A more positive interpretation of the focus on change can be related to the intention to improve the quality of science communication. In 1894, for example, the great writer and pioneer of science fiction HG Wells (author of classics like The Time Machine or The War of Worlds) wrote an interesting article about “Popularising Science” in the scientific journal Nature. In the article, Wells criticises popular science of his time with regard to style, clarity, lack of audience intelligence and humility. In a sort of pioneering criticism of the diffusionist, deficit approach, he writes:

Out of a quite unwarrantable feeling of pity and condescension for the weak minds that have to wrestle with the elements of his thought, the scientific writer [forgets] that whatever status his special knowledge may give him in his subject, the subtlety of his humour is probably not greatly superior and may even be inferior to that of the average man, and that what he assumes as inferiority in his hearers or readers is simply the absence of what is, after all, his own intellectual parochialism. The villager thought of the tourist a fool because he did not know “Owd Smith”. Occasionally scientific people are guilty of the same fallacy. [Wells, 1894, p. 50].
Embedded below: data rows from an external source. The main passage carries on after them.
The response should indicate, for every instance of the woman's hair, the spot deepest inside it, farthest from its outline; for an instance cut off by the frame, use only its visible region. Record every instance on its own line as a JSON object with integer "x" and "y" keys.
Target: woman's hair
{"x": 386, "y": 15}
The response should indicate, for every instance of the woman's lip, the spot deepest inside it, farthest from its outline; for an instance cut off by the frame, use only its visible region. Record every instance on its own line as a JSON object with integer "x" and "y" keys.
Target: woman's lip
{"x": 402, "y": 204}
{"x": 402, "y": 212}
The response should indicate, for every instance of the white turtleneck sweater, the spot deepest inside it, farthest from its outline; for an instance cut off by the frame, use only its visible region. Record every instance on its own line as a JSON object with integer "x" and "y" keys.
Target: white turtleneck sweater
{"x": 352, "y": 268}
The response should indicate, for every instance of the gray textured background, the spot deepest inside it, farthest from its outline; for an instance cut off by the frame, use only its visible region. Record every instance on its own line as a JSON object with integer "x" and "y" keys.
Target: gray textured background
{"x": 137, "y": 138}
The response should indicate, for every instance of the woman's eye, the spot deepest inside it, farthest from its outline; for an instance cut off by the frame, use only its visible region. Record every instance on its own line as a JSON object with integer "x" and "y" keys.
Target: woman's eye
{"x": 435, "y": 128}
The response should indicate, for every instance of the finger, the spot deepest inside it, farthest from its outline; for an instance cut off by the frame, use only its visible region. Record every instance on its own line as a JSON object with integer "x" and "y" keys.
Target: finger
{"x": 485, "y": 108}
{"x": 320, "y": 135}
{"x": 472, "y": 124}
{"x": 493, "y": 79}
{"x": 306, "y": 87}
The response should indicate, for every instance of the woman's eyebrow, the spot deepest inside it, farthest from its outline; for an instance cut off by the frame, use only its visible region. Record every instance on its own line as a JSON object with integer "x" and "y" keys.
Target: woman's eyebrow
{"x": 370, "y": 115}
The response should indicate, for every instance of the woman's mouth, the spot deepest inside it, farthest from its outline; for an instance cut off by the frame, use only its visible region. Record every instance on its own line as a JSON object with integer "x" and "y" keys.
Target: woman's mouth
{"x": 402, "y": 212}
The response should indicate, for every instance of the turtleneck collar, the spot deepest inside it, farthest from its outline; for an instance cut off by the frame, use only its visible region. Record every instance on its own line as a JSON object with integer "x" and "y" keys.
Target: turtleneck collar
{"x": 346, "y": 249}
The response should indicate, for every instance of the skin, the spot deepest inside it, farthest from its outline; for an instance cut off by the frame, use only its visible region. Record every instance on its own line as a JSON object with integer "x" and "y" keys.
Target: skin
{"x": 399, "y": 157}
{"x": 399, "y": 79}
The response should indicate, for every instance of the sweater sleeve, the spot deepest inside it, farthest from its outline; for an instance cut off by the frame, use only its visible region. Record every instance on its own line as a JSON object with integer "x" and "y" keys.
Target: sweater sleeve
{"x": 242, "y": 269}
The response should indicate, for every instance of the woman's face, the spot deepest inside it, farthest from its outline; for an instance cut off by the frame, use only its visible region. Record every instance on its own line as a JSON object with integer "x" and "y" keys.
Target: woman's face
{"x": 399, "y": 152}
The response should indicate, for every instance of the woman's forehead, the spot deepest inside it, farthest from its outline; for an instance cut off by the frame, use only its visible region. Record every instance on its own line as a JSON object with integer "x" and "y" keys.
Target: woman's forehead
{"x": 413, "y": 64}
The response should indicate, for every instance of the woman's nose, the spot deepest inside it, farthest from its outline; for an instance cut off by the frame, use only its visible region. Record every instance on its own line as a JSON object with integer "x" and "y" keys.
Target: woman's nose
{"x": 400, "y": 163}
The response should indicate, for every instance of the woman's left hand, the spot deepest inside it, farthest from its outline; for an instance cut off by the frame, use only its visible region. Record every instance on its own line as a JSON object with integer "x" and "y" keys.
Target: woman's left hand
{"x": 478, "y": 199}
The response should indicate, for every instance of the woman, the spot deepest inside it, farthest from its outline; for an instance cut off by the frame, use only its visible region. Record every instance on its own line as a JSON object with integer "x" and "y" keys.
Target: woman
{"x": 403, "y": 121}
In many respects, the criticism by Wells (as well as the hope for improvement) still potentially applies to contemporary science communication. One possible, and apparently paradoxical, conclusion is that the focus on change is itself an element of continuity in the history of science communication.

References

Trench, B. & Bucchi, M. (2010). Science communication, an emerging discipline. JCOM 09 (03), C03. doi:10.22323/2.09030303

Wells, H. G. (1894). Popularising science. Nature 50 (1291), 300–301. doi:10.1038/050300a0

Author

Massimiano Bucchi, professor of Science and Technology in Society and Director of Master SCICOMM, University of Trento, has been visiting professor in Asia, Europe, North America and Oceania. He is the author of several books (published in more than 20 countries) and papers in journals such as Nature, Science and PLOS. Among his books in English: Science and the Media (Routledge, 1998); Science in Society (Routledge, 2004); Beyond Technocracy (Springer, 2009; published also in Chinese, 2016); Newton’s Chicken. Science in the Kitchen (World Scientific, 2020); Handbook of Public Communication of Science and Technology (3rd ed. 2021, ed. with B. Trench, Routledge). From 2016 to 2019 he was editor-in-chief of the international journal Public Understanding of Science.